High inflation, rising interest rates, the war in Ukraine and looming global recession have increased the risk of financial instability and will put the financial sector to the test, the Dutch central bank (DNB) said on Monday.
At the same time, Dutch financial institutions are in a healthy position with solid buffers, the bank said in its latest financial stability report.
‘Inflation is high and interest rates are rising, while economic growth is slowing,’ said central bank president Klaas Knot in a statement. ‘We have not seen this mix of factors to this extent since the 1970s.’
The central bank chief said the economy is in better shape than back then. ‘I have confidence in the resilience of our financial sector,’ he said, adding that ‘but this combination of adverse developments undeniably increases financial stability risks’
In particular, households, businesses and governments with high levels of debt may face difficulties if interest rates rise further and income growth lags behind. An abrupt change in market expectations may also lead to sudden corrections in financial markets, the central bank said.
Banks will benefit from higher interest rates but must also expect increasing losses on outstanding loans, for example to energy-intensive industries. At the same time, rising mortgage rates and the deteriorating economic outlook are increasing the likelihood of price falls in the overheated housing market, the central bank said.
‘Banks should, therefore, keep their buffers above regulatory requirements as much as possible and exercise restraint in dividend payouts and share buybacks,’ the central bank said.
Inflation in the Netherlands is currently between 14% and 17%, depending on which way it is calculated.
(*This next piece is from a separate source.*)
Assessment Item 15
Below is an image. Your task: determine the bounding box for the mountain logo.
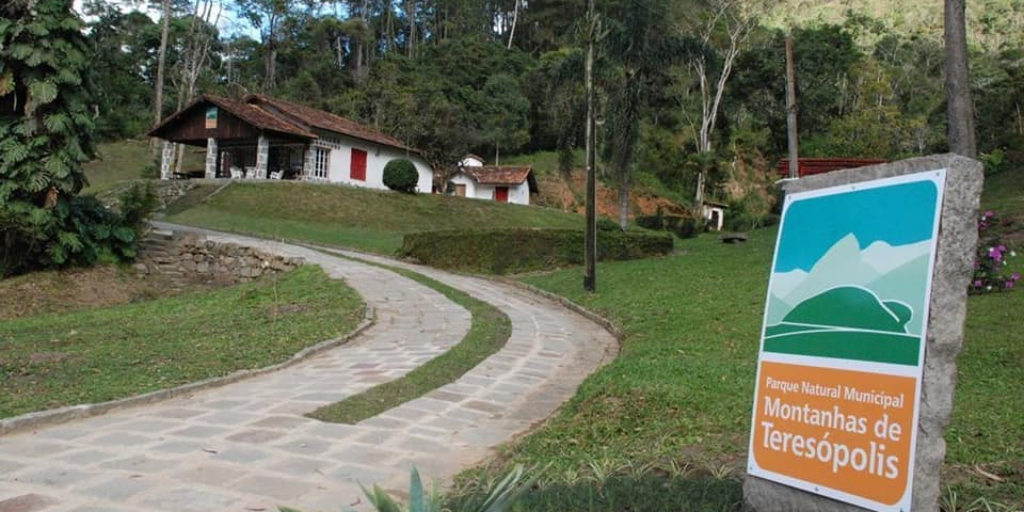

There are also signs that house prices are now coming down.
Dutch banks have had to hold extra capital since the beginning of this year to cover their outstanding mortgage loans and that measure will now be extended to December 1, 2024, the central bank said.
British forecasting agency Oxford Economics said in a report last week that Canada, New Zealand, the Netherlands, and Australia are among the housing markets most at risk.
‘In these markets, price increases since 2019 have been large, valuations are elevated, debt levels are high, and floating-rate debt is often prominent,’ the report said.